Giles story is the one that has the most parallels to Elisa and Amphibian Man's romance, and that's because Giles is an outsider during the straight-laced American 1960s. Elisa is a mute, who relies on sign language to talk to people, while Giles is gay. They're both outsiders, and both of them embark on romances that are not only frowned upon, but discouraged.

Meanwhile, Zelda and Richard played by the rules. They both entered the relationships that seem "normal." Zelda, a black woman, marries a black man. Richard, a white man, marries a white woman. These normal relationships, however, have rotten cores. They are absent of the love that exudes from the relationship of Elisa and Amphibian Man, and they are absent of the giddiness that fills Giles' heart.

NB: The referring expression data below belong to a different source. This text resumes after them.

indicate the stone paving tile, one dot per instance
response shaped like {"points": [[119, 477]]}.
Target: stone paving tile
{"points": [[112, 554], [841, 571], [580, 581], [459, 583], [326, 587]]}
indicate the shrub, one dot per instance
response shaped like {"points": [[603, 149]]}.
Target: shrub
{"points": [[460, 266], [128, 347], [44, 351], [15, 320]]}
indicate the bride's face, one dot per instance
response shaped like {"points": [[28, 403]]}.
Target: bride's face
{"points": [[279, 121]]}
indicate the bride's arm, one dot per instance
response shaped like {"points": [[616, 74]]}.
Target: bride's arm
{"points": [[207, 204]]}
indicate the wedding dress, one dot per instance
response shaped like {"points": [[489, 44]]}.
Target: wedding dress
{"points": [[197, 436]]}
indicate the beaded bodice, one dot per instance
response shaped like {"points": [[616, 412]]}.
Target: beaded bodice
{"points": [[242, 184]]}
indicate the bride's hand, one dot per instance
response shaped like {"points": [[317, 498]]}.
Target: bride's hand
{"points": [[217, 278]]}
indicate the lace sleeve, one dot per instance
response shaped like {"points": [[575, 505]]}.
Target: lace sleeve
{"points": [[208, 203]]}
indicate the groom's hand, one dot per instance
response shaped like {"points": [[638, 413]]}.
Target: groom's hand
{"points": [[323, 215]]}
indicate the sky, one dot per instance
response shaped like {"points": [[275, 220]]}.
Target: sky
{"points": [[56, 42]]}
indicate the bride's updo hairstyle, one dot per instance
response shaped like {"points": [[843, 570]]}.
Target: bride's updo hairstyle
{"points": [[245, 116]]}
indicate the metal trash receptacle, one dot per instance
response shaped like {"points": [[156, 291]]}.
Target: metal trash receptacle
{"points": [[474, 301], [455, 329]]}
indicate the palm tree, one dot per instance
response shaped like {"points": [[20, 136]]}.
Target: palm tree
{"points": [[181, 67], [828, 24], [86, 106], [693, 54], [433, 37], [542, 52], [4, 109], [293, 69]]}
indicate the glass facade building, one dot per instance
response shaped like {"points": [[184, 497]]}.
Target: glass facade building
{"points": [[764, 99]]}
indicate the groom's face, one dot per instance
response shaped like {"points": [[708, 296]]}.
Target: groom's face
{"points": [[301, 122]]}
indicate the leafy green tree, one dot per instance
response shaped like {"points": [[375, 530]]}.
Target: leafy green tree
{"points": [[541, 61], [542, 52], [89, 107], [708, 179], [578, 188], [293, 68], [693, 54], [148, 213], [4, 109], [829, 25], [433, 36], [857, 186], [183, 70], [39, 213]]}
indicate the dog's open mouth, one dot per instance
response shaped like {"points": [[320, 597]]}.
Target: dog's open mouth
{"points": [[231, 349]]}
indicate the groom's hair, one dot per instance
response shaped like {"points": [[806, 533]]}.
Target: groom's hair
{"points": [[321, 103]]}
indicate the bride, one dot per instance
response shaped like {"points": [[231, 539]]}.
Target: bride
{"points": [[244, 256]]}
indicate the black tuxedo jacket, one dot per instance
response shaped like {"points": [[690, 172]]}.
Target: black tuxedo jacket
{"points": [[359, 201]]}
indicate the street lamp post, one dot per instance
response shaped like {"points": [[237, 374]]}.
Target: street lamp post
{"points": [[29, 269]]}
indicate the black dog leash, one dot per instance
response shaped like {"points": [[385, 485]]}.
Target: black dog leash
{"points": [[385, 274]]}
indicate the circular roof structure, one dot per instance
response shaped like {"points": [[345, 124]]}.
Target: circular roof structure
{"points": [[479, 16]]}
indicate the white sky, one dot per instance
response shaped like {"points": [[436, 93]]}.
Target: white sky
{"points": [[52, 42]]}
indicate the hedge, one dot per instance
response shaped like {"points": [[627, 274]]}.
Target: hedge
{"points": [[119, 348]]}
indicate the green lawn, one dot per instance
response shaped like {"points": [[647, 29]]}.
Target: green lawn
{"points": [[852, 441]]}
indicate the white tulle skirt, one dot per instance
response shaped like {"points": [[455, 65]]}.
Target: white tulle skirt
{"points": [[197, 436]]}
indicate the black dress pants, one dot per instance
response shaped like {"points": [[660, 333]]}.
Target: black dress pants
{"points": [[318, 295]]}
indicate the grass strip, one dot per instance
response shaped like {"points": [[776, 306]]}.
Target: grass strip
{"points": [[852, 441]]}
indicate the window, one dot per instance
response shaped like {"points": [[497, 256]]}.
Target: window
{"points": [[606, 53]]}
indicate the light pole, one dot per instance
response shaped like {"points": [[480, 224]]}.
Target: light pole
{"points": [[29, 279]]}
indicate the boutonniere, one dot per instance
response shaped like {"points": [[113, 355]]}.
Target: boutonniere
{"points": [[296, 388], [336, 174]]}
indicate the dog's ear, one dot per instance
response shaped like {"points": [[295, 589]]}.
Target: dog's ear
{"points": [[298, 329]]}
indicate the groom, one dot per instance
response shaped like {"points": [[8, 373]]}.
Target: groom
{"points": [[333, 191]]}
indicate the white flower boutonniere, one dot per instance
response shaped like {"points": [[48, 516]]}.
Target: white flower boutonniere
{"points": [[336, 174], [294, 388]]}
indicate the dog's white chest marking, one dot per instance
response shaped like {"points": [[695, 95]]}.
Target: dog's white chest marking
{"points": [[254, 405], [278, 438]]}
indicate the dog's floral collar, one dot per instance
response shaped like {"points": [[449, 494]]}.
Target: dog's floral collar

So when you see those relationships, the relationships you're "supposed" to be in, completely fail - yet you see the pure love shared between Elisa and Amphibian Man, you're broken down. Is a relationship between a human and a fish monster so wrong when you see how these "normal" relationships work out? When the real monster is a human being who cheats on his wife and abuses something he doesn't care to understand, outside of the cynicism as a play to win one over on the Soviets? When another man stops supporting his wife, goes out of his way to cross her and dooms her friends in the process? How could you stand in the way of Elisa and Amphibian Man? How can you not be swept away in their romance and root for them?

Once those gears have turned in The Shape of Water, the sweetness of Elisa and Amphibian Man really starts to click. Elisa is a woman who can't speak, who starts her days with a routine of boiling eggs, masturbating and sitting on a long bus ride to work, going home and doing the same thing over and over again. She's curious and friendly, but there's a large absence in her life that's only cured by a fish man who somehow, inexplicably, seems to understand her.

Amphibian Man is a creature from the waters of South America considered a god, captured by the United States government and tortured at will by the incredibly creepy and definitely sadistic Richard, shocked with a cattle prod with no hesitation. He's beaten, shocked and mistreated ad nauseum, then chained up and tossed in a tank to recover before he does it all again the next day. That is until a mute cleaning lady comes along and tries to really understand him, sharing her boiled eggs and playing her favorite music.

The contrast between that relationship and every other relationship in the film starts to bend you to the will of The Shape of Water. Then, just when you think you've fully turned over to the sweetness of the romance between Elisa and Amphibian Man, the movie clocks you in the head with a sweet poem that absolutely shattered me.

Unable to perceive the shape of You, I find You all around me. Your presence fills my eyes with Your love, It humbles my heart, For You are everywhere.